Und was du am Ende schreibst, klingt für mich auch nicht nachvollziehbar. Wo beweist diese Volksabstimmung denn bitte, dass den Menschen die Risiken der Digitalisierung bewusst sind? Viel naheliegender ist doch, dass der Großteil der Menschen konservativ und traditionell eingestellt ist und lieber zur "guten alten Zeit" zurück will. Und das hat doch dann rein gar nix mit tiefergehender Beschäftigung mit Digitalisierung zu tun.

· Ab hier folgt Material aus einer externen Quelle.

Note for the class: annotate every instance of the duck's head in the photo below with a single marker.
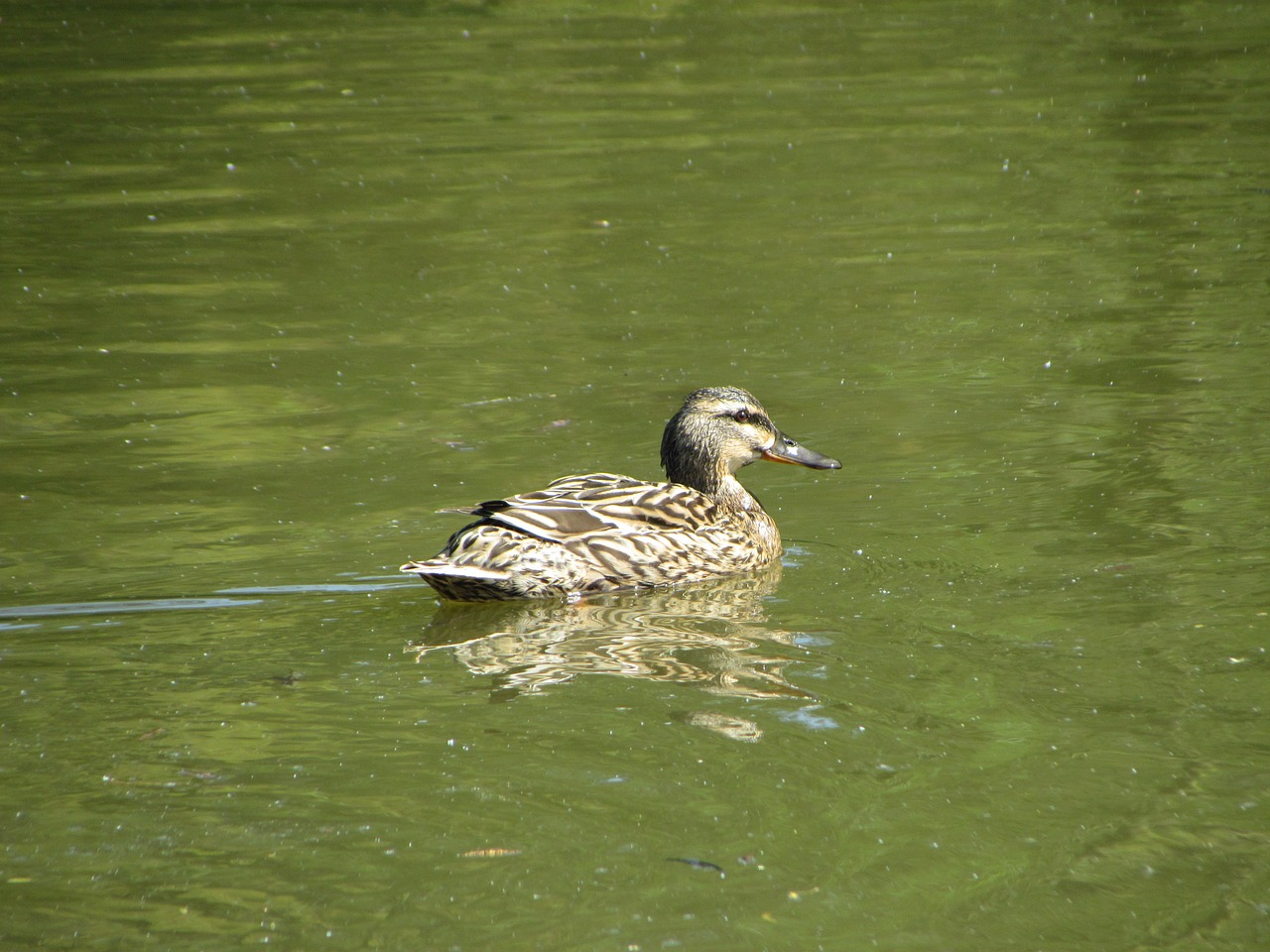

Ähnlich sehe ich die Aussage, es gäbe keine "Normalos", die jede beliebige App installieren. Doch, die gibt es natürlich. Schau dir generell GAMAM Nutzer:innen an. Was machen die denn bitte sonst, wenn nicht stumpf Microsoft, Google und Co nutzen??
Ich finde Digitalisierung aus Angst einfach zurückdrehen zu wollen den völlig falschen Weg. Darüber werden wir Menschen eben nicht zu digital souveränen und selbstbestimmten Personen machen. Sondern sie werden genauso unfähig bleiben wie jetzt. Und die ganze Überwachung läuft doch dann genauso weiter.